Wenn ich Werke, über die ich professionell zu sprechen habe, zum ersten Mal höre, versuche ich mir diesen Moment des ersten Hörens sehr kostbar aufzubewahren. Denn das wird genau die Perspektive sein, die mein Publikum einnehmen wird. In solchen Moment sind immer ein Stift und ein Blatt Papier da, und ich notiere einfach, was ich höre und erlebe, wie ich das Stück wahrnehme. Das Problem ist natürlich, dass es viele Stücke gibt, die man schon kennt, die man gerade deshalb für Vermittlungsprogramme wählt, weil man sie kennt und schätzt. Da gibt es diese Chance nicht mehr, so wie es nur einen ersten Kuss geben kann. Dann muss man versuchen, der deformation professionelle in irgendeiner Form zu entgehen. Oft suche ich dazu auch den Dialog mit Bekannten und Freunden, um rauszukitzeln, wie ein bestimmtes Werk im ersten Zugriff gehört wird.

Trägt da ein Blick in die Partitur oder ein im engeren Sinne musikwissenschaftlicher Zugang eher zur deformation bei und ist anschließend auch schwerer zu vermitteln?

Ich verwende eigentlich sehr gerne Notenbeispiele, wenn sie sprechen sind und man aus dem Notenbild etwas ableiten kann, auch ohne Noten zu lesen. Natürlich kann nur eine Minderzahl im Publikum Notenschrift lesen und verstehen. Trotzdem kann das schiere Notenbild zuweilen viel aussagen. Ich schließe es nicht aus. Wenn man sich dann nicht in Fachtermini verliert, kann das sehr gewinnbringend sein. Aber ich finde es sehr wichtig, dass man nicht alleine in diesem Kosmos der Musik, des Metiers verharrt, sondern auch immer wieder Öffnungen schlägt. Deswegen versuche ich immer, andere Medien einzubeziehen, und so das Werk von einer völlig neuen Position aus zu befragen. Mediale Brüche in der Vermittlung finde ich sehr spannend; sie können ganz konkret Parallelen oder Differenzen zeigen und neue Anschlussstellen schaffen. Am Ende setzt sich dann im Zuhörer und Zuschauer mehr fest, als wenn man nur über Takte spricht.

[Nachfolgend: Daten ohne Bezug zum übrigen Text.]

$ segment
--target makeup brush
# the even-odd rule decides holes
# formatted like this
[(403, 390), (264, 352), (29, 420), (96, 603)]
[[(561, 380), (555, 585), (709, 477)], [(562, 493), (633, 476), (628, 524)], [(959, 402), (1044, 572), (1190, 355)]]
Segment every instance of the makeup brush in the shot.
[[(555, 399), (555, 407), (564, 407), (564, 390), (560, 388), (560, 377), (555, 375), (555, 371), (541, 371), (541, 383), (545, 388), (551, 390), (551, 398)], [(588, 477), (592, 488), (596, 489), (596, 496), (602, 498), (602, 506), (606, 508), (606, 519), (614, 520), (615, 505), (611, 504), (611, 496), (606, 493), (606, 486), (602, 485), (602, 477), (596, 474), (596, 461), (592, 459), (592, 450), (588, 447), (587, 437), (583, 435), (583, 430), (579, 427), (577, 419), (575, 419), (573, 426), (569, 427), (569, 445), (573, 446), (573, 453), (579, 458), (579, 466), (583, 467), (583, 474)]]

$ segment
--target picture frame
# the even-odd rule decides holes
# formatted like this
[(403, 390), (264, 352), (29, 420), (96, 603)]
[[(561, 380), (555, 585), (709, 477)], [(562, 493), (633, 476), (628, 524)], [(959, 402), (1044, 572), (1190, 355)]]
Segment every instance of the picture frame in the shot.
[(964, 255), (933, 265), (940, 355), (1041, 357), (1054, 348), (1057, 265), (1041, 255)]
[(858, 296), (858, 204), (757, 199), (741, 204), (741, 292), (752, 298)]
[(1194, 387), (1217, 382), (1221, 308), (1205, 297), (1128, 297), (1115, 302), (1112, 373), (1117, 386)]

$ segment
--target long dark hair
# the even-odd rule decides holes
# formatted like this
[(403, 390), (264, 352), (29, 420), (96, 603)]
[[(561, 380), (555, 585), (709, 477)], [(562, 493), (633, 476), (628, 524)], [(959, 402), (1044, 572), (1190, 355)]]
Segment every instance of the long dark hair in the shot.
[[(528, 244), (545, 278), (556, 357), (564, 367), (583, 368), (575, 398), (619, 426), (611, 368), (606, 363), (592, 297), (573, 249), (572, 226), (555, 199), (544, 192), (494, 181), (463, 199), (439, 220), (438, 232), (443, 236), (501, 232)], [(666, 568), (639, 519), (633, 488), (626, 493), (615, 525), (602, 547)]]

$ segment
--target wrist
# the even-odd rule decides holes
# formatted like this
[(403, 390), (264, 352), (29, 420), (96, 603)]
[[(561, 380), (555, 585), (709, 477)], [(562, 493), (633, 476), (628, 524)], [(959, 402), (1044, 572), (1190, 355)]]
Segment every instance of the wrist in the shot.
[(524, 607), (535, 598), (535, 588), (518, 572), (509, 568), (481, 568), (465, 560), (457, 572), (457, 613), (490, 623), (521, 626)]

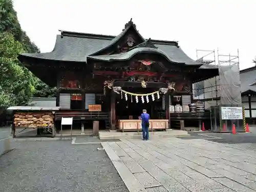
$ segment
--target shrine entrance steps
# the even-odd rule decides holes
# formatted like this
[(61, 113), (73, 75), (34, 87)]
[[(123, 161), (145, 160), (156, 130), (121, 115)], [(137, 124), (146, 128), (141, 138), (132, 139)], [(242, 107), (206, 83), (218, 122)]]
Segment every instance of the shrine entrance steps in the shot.
[[(167, 130), (166, 131), (150, 132), (150, 139), (151, 138), (161, 137), (189, 137), (187, 132), (180, 130)], [(100, 131), (99, 138), (100, 140), (122, 139), (137, 139), (141, 138), (141, 132), (120, 132), (117, 131)]]

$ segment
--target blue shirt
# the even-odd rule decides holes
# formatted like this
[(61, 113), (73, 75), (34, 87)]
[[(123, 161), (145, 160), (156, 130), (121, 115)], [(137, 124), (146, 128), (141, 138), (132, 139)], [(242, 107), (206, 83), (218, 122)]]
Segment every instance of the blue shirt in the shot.
[(142, 123), (145, 123), (148, 122), (150, 119), (150, 115), (147, 113), (141, 114), (140, 117), (141, 118), (141, 120), (142, 120)]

Es gibt also auch eine gewisse falsifizierende Zugangsweise in ihrer Arbeit?

Im Gespräch mit Musikern mache ich es auch manchmal so, dass wir Stellen entstellen, und gleichsam kompositorisch eingreifen. Wie klingt das, wenn man dynamische oder agogische Vorgaben missachtet? Dann hört man im Kontrast unmittelbar, warum eine Musik so geschrieben ist, wie sie geschrieben ist. Das lässt sich auch ex negativo zeigen…

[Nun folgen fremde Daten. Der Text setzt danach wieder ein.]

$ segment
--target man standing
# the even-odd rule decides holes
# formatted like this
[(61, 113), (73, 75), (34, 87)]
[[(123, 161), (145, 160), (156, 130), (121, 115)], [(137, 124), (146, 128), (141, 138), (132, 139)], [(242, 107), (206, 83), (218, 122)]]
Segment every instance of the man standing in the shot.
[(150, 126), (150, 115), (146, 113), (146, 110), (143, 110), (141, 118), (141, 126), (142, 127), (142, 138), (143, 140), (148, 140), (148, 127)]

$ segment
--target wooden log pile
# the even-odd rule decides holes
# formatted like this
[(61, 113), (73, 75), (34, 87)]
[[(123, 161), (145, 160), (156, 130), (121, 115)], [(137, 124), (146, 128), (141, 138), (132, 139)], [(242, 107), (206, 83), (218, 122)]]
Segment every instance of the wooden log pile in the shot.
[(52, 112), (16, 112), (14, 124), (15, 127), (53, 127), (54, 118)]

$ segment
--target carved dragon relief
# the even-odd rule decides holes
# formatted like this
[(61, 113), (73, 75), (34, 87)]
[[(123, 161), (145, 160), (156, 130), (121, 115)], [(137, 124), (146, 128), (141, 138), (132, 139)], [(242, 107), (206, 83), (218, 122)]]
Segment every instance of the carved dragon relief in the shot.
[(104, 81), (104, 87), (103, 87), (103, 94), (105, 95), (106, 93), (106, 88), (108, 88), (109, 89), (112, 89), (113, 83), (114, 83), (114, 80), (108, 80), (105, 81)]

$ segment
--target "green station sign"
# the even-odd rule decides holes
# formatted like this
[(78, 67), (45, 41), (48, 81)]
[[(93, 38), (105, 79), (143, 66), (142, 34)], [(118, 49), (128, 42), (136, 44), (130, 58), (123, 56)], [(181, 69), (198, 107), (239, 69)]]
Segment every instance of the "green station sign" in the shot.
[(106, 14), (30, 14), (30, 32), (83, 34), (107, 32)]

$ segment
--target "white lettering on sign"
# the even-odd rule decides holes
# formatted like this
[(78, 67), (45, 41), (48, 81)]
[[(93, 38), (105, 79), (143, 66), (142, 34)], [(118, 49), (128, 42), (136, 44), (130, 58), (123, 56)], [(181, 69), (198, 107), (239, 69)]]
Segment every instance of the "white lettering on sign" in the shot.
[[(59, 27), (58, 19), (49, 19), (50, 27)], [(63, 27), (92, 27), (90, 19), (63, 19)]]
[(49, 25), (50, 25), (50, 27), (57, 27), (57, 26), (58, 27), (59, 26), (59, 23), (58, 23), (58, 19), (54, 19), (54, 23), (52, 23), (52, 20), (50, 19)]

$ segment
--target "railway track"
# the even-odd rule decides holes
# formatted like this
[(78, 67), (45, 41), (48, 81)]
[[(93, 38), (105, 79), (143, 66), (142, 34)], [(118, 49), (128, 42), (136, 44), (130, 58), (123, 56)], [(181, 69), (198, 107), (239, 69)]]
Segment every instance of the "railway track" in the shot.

…und damit auch der Faktor der Beliebigkeit ausschließen, der ja der zeitgenössischen Kunst in allen Gattungen immer wieder vorgeworfen wird, weil die Struktur schwer erkennbar ist. Zum Konzept des ‚2x Hörens‘ eine pragmatische Frage. Das Konzept ist in und für Hamburg entwickelt worden. Wie kam es zur Zusammenarbeit mit dem Konzerthaus Berlin?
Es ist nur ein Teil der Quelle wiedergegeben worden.